We’ve gone a slightly different route at my team. Instead of reinventing the workflow around Gitolite/IntelliJ, we layered in LiveReview(https://hexmos.com/livereview/). It’s not as hardcore, but it gives us a similar payoff: reviewers spend less time on drudge work because LiveReview auto-catches a ton of the small stuff (we’re seeing ~40% fewer prod bugs). That leaves humans free to focus on the bigger design and ownership questions — the stuff machines can’t solve.
Different tools, same philosophy: make review faster, saner, and more about code quality than bureaucracy.
I got into using Jujutsu this year. I'm liking it so far. Is there a beta access in the works?
putting the review into git notes might have worked better. It's not attached to tje lines directly, but the commit and it can stay as part of the repo
What bothered me for a long time with code reviews is that almost all useful things they catch (i.e. not nit-picking about subjective minor things that doesn't really matter) are much too late in the process. Not rarely the only (if any) useful outcome of a review is that everything has to be done from scratch in a different ways (completely new design) or that it is abandoned since it turns out it should never have been done at all.

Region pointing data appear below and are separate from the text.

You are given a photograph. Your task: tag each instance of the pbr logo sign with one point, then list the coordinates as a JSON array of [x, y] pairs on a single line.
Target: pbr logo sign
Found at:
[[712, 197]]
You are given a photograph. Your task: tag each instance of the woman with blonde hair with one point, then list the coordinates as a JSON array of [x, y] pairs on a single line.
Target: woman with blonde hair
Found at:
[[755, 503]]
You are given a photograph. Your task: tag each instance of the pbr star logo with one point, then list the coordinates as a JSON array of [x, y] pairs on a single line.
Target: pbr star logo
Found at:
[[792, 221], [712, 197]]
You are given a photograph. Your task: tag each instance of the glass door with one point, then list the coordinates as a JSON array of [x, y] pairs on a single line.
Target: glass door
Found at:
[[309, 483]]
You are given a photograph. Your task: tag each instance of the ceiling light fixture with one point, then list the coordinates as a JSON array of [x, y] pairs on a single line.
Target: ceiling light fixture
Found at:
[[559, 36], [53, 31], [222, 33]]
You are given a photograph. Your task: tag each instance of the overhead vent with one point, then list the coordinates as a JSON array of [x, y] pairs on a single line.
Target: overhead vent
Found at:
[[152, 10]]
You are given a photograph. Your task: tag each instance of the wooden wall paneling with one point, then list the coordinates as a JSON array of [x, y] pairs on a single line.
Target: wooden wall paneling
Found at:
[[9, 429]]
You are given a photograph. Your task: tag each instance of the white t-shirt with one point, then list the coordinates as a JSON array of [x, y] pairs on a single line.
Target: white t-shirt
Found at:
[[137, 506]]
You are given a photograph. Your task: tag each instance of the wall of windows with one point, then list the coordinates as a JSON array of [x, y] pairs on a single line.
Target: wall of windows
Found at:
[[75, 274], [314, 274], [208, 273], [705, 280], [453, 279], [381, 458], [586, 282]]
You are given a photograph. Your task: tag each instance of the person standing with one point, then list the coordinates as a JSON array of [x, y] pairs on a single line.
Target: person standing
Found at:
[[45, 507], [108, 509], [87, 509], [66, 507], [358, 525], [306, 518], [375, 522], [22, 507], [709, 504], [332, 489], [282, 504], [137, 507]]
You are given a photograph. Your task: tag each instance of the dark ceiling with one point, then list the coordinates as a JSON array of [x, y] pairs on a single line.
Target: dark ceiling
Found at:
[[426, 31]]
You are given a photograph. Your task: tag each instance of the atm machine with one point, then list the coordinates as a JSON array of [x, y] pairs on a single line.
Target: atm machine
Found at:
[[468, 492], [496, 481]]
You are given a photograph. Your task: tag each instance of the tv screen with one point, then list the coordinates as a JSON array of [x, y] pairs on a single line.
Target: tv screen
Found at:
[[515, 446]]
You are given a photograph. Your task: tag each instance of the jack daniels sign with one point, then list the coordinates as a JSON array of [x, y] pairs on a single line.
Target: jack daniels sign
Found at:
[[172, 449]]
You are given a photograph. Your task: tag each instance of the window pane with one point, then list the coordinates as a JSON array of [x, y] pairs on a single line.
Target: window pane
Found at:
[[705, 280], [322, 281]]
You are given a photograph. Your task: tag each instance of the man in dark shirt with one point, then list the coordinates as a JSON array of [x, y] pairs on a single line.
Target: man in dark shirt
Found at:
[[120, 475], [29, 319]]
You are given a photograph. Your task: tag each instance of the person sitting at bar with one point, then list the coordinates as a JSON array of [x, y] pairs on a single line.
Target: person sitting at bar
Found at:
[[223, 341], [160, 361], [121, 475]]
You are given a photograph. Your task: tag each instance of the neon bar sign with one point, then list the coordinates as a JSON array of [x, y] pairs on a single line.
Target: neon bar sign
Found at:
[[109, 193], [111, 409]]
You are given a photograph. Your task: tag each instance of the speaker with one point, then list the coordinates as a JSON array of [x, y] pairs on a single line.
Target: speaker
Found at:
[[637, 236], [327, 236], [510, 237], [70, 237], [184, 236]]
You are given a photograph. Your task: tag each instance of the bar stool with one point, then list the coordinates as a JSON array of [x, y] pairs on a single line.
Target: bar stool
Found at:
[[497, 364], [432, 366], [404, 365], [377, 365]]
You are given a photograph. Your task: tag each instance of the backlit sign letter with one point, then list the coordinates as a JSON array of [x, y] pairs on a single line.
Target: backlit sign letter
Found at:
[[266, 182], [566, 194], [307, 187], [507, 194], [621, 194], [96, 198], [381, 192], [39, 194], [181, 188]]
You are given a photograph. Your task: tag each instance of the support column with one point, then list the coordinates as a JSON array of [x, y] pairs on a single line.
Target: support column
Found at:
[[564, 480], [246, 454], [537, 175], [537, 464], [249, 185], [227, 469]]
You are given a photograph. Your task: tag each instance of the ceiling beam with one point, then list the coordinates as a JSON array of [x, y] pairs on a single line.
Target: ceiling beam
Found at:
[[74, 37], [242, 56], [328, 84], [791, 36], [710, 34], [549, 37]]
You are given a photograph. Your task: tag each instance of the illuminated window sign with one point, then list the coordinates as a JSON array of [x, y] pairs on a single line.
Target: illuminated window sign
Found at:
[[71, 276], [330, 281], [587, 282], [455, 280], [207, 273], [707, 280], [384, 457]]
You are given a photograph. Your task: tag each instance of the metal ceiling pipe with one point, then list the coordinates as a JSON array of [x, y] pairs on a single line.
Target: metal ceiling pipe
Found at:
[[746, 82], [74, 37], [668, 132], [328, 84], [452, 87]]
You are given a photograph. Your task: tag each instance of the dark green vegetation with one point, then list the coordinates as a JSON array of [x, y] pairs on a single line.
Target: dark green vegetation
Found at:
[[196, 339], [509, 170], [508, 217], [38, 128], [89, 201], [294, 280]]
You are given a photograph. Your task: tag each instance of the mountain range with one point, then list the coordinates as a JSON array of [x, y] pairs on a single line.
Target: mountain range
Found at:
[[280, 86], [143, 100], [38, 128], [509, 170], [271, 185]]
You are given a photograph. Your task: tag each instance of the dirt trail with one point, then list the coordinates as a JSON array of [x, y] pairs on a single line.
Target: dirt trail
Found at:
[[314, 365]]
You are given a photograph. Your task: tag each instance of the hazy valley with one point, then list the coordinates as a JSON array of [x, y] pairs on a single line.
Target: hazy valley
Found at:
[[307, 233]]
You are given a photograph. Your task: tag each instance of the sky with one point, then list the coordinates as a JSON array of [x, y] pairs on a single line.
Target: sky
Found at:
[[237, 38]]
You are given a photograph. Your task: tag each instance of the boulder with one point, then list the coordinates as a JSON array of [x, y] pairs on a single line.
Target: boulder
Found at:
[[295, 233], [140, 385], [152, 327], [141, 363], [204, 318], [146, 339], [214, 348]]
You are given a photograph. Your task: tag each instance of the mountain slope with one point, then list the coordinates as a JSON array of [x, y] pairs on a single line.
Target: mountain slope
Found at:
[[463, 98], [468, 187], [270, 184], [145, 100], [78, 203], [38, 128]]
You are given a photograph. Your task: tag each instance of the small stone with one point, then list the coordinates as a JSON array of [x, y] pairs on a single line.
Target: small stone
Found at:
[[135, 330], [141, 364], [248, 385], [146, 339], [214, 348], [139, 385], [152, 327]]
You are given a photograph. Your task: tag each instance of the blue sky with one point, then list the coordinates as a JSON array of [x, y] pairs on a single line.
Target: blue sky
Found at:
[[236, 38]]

It always seems as if the code review is the only time when all stakeholders really gets involved and starts thinking about a change. There may be some discussion earlier on in a jira ticket or meeting, and with some luck someone even wrote a design spec, but there will still often be someone from a different team or distant part of the organization that only hears about the change when they see the code review. This includes me. I often only notice that some other team implemented something stupid because I suddenly get a notification that someone posted a code review for some part of the code that I watch for changes.
Not that I know how to fix that. You can't have everyone in the entire company spend time looking at every possible thing that might be developed in the near future. Or can you? I don't know. That doesn't seem to ever happen anyway. At university in the 1990's in a course about development processes there wasn't only code reviews but also design reviews, and that isn't something I ever encountered in the wild (in any formal sense) but I don't know if even a design review process would be able to catch all the things you would want to catch BEFORE starting to implement something.